A forest where scrub once stood
Thirty years ago, Rob Tipa’s (Ngāi Tahu, Ngāti Kahungunu) property was mostly cocksfoot grass, scrub and weeds. Banana passionfruit tangled throughout, and ivy grew wherever it could. The land was deemed too unstable to build on, so Rob and his partner turned it into a native forest.
Tōtara and ngaio went in first.
“We had no idea how it could go from scrub hillside to established native bush,” Rob, who authored a book on traditional uses of NZ native plants, says.
It took some time for that growth to happen, hindered by possums and rats.
Possums particularly favour tōtara, eating shoots and buds, effectively killing off new growth.

“In the early days, we had [possums] running along our balustrade, playing chicken with our cat.”
As possum numbers declined and a canopy slowly formed (one that’s now 12 to 15 metres high in places), the native bush began to take off.
Ferns appeared on their own, with six native species self-establishing beneath the trees.

Peter Cooke, who runs Hereweka Garden Retreat, has watched a similar transformation unfold across his property.
When he bought the land in 1982, it had been cut over for firewood.
“Now it’s a forest.
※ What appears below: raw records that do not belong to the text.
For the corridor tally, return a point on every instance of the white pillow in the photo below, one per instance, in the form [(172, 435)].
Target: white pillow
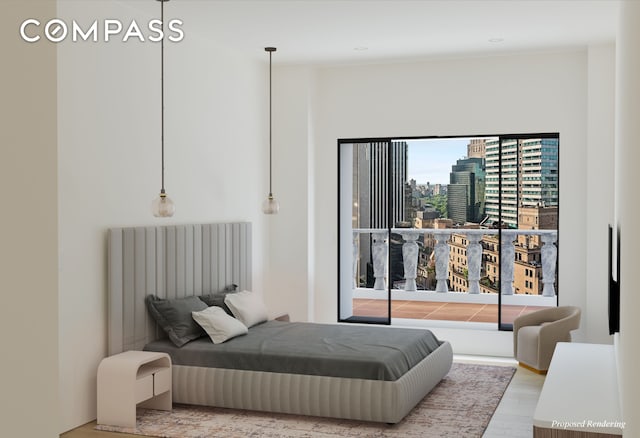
[(219, 326), (247, 306)]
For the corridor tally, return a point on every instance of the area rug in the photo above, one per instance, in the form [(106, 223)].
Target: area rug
[(461, 405)]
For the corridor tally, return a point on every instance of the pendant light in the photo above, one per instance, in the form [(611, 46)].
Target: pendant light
[(162, 206), (270, 205)]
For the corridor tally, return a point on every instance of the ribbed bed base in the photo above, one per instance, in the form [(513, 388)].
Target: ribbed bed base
[(356, 399)]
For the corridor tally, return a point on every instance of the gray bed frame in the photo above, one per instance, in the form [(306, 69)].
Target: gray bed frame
[(183, 260)]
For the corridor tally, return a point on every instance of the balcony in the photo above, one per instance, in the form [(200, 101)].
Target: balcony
[(465, 255)]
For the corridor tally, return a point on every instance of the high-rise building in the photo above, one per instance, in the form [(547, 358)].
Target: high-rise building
[(529, 177), (476, 148), (381, 195), (381, 178), (467, 174)]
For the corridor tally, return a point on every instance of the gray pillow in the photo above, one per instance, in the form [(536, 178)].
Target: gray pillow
[(174, 316), (217, 299)]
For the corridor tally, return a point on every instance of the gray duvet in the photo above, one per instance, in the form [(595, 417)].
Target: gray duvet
[(374, 353)]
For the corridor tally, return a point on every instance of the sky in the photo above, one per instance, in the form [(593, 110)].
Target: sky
[(430, 160)]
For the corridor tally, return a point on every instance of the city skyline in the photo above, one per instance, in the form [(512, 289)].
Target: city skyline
[(430, 160)]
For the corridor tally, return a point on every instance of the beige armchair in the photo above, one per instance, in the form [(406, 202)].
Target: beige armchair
[(535, 335)]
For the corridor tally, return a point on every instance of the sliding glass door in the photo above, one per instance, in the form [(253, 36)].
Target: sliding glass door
[(365, 206), (458, 228)]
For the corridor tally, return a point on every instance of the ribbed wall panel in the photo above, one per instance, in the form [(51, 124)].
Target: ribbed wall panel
[(171, 262), (358, 399)]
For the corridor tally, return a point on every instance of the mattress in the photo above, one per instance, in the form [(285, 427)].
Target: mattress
[(374, 353)]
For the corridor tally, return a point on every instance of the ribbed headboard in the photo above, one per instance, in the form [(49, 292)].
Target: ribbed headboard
[(171, 262)]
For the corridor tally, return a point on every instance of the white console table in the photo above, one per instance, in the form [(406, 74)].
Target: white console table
[(579, 397), (131, 378)]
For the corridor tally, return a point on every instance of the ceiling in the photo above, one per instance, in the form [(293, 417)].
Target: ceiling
[(365, 31)]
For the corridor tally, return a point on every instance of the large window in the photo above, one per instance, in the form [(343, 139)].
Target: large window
[(459, 229)]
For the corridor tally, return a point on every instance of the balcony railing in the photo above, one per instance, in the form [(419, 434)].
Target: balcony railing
[(441, 251)]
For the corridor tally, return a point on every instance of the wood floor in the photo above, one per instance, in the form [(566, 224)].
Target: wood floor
[(512, 419)]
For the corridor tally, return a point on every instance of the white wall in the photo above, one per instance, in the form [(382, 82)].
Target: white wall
[(537, 92), (288, 264), (109, 164), (29, 234), (628, 208), (599, 207)]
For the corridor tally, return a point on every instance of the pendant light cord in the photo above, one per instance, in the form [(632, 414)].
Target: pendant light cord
[(162, 91), (270, 129)]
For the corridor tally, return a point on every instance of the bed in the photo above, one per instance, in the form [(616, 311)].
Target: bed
[(193, 260)]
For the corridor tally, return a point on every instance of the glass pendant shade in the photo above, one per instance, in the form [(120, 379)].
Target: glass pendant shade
[(163, 206), (270, 205)]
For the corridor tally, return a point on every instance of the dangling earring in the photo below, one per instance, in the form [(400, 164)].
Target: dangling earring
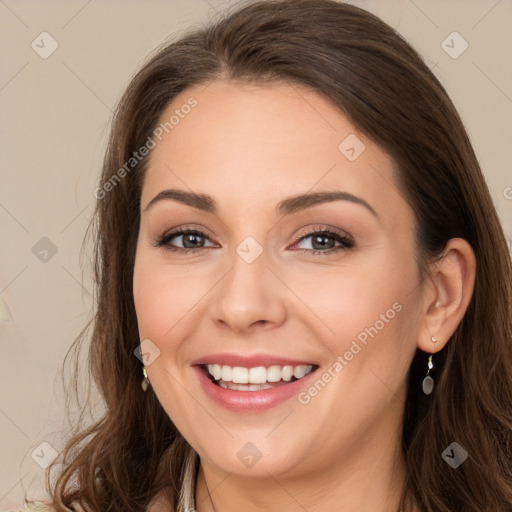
[(428, 381), (145, 380)]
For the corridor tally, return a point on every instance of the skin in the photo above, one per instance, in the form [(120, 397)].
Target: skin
[(249, 147)]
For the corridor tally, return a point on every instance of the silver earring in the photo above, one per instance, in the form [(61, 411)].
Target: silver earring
[(145, 380), (428, 381)]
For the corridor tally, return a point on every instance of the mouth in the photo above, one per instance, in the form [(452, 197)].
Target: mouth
[(258, 378)]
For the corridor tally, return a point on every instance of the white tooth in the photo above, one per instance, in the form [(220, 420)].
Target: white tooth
[(300, 371), (217, 371), (287, 373), (274, 373), (258, 375), (240, 375), (226, 373)]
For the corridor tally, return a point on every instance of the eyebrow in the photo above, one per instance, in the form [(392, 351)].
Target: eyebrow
[(287, 206)]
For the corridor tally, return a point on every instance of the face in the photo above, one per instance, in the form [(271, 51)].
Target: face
[(260, 281)]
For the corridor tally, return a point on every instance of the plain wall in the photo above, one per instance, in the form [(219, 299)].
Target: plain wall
[(54, 124)]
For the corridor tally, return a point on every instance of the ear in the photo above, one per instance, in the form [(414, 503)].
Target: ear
[(447, 294)]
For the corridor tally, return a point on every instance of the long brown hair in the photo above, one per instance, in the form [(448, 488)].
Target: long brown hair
[(366, 69)]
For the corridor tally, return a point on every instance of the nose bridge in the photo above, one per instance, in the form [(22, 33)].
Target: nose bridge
[(249, 293)]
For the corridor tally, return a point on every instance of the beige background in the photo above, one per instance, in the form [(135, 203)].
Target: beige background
[(54, 118)]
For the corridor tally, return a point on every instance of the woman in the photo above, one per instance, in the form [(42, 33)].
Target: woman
[(298, 254)]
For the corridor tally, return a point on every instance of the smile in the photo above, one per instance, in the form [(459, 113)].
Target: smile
[(257, 378)]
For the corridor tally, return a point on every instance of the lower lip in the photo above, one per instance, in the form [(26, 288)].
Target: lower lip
[(250, 401)]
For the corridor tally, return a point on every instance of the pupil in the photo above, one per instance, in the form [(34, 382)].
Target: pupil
[(192, 237), (321, 240)]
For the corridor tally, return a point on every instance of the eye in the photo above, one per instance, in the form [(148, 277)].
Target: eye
[(321, 241), (191, 239)]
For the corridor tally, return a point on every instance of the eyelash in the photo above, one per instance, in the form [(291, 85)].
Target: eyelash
[(346, 241)]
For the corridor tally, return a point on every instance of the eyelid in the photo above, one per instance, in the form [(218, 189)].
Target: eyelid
[(346, 240)]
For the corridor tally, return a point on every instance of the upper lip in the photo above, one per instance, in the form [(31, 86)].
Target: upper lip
[(248, 361)]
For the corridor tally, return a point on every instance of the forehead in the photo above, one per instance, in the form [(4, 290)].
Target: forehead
[(264, 141)]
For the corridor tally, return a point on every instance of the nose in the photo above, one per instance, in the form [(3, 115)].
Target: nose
[(249, 298)]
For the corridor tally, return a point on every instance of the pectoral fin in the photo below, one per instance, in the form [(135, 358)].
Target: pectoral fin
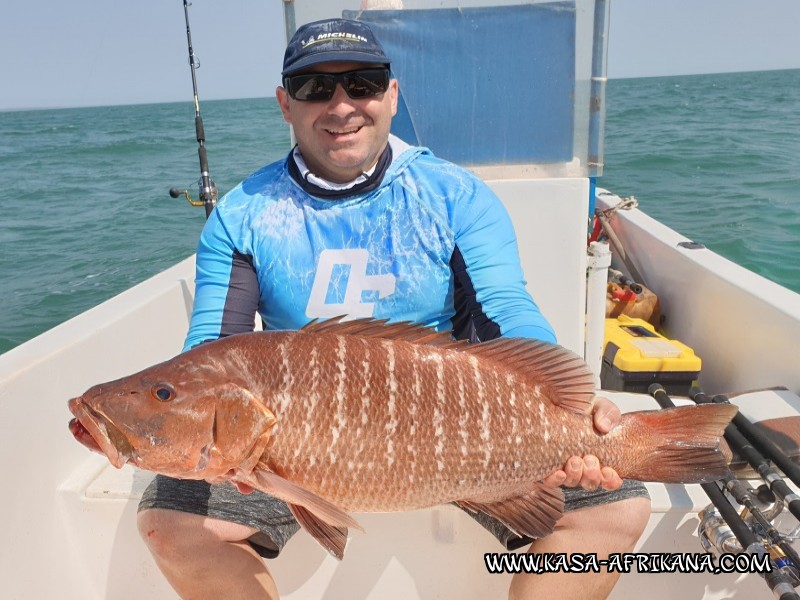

It’s an ecosystem.”
But like Rob, it didn’t happen overnight. For years, planting felt slow. Then, as the native trees matured and began dropping leaf litter, the soil changed, and fertility improved. Planting got easier.
“Now it’s going ahead in leaps and bounds.”
The garden is so different that sometimes, Peter says, they sit on their property and wonder how on earth they created it.
The chorus gets louder… a lot louder
Possums affect wildlife in several ways. They will prey on eggs and chicks, compete with tūī and kererū for fruit, nectar, and leaves, and also damage habitats by overbrowsing trees.
Rob remembers when tūī were seasonal; now they’re almost year-round residents. Two or three breeding pairs feed together as younger birds, likely born on the property.
“If we have the windows open, we’re woken by a dawn chorus we never used to hear,” he says. “[It’s] almost deafening.”
Rob credits his partner, Stella McDonald, for growing much of the fruiting trees that the birds now enjoy.
“She’s a very good gardener, really, she can grow anything.”

He calls her a plant whisperer – one who has helped turn the section into “our happy place”.
Peter’s timeline has been different, but just as telling. It took 18 years before he saw a tūī on his land, 22 before a kererū appeared.
Now both species are regulars. Even New Zealand’s smallest bird, titipounamu (rifleman), is present.
“The whole valley rings out with bellbirds and tūī,” he says.
For Peter, a thriving garden and birdlife are important in a different way too: for his business. There’s a small accommodation unit on the property where guests can enjoy a boutique eco-garden retreat. The flowering plants, the dawn chorus, are integral to that, he says.
“They absolutely love the area… the birdlife is prolific.”